Sorry OP, that must have been really scary 😳 if I were you, I'd stick to talking/messaging your ex about child related stuff only and don't text him about anything else. He sounds like an arse!

With your son, I'd be pretty upset if he said something like that to me - it's not funny, appropriate or acceptable. What consequence does he have for behaving in this way? Even with autism and ADHD he needs to learn what is acceptable - you might be able to shrug it off as him not understanding but if he speaks like that to others, he's going to have a hard time socially. So you do need to have a strategy to teach him what is inappropriate to say and part of that teaching is giving him a consequence such as grounding or removing privileges.

Elderlycatparent002 · 30/01/2026 11:16

The ex shouldn’t be the place you go to for emotional support. It was a crappy response but hopefully you have friends and family who will offer empathy and kindness?

Your son is far more worrying. Was he joking badly?

Windowseleventy · 30/01/2026 11:16

Why did you text your ex at all? What’s it to him?

purpleygrey · 30/01/2026 11:21

If my ex text me that I simply wouldn’t respond unless it directly impacted the children.
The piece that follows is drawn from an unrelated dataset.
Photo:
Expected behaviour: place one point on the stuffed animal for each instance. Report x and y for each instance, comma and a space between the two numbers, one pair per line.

what did you want from his reply?

Morepositivemum · 30/01/2026 11:25

Op if your sons response was a knee jerk joke it’s ok, but adhd and autism don’t mean he can say horrible things, Id definitely talk to him about people being shocked when something unusual happens and how that would have added to you feeling horrible

Watchoutfortheslowaraf · 30/01/2026 11:28

Gosh that’s horrible. I don’t know why you told your ex but your son’s reaction is just awful. Obviously ADHD is not an excuse to saying it’s a shame you didn’t die, wtf?! That’s a disgusting thing to say to your mother - I would be livid.
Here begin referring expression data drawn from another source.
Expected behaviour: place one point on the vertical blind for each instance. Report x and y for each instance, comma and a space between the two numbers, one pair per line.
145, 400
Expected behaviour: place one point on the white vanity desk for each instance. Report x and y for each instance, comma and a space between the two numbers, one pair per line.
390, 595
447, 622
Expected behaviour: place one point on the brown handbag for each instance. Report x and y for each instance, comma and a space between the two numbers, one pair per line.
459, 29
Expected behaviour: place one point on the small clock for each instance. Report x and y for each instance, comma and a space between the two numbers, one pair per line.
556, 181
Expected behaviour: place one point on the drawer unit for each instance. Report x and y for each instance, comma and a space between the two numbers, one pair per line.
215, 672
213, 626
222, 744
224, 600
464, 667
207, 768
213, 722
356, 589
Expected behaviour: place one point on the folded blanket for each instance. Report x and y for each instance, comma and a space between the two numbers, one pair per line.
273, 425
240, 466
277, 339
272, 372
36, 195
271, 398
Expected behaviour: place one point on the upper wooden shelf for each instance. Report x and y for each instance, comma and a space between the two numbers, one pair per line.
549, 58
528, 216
bluedancingtwiglet · 30/01/2026 11:34

Why would you text your ex ? You know your son is vulnerable so why would you do this too?

BadgernTheGarden · 30/01/2026 11:39

It was obvious to both that she was OK. The ex was the sort of joke my DH would say, implying I'm more indestructible than the bus, ha, ha, very funny. Son pretty inappropriate but he could see she was absolutely fine.
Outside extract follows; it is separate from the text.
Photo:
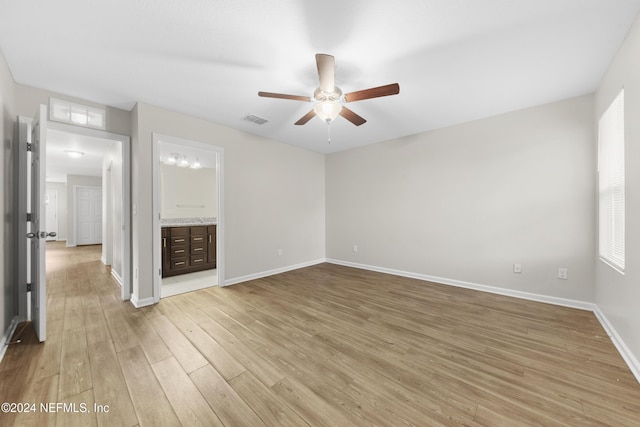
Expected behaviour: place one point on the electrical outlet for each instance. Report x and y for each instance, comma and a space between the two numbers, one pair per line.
563, 273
notatinydancer · 30/01/2026 11:46

@SpookySpookyywhy did you text your ex ?

SunMoonandChocolate · 30/01/2026 11:46

OP, do you not have any other people to support you in times of trouble or severe stress?

safefmo · 30/01/2026 11:46

That sounds terrible - is you ex also ND?

SpookySpookyy · 30/01/2026 11:48

safefmo · 30/01/2026 11:46

That sounds terrible - is you ex also ND?

I suspect that he probably is! I think his reply was a bad joke and it’s his sort of humour but just a quick follow up checking that I was ok would have been nice.

OP posts:
SpookySpookyy · 30/01/2026 11:49

SunMoonandChocolate · 30/01/2026 11:46

OP, do you not have any other people to support you in times of trouble or severe stress?

Yes I’ve got friends and my parents etc. Ex and I are newly separated so I guess it’s still a habit to text him.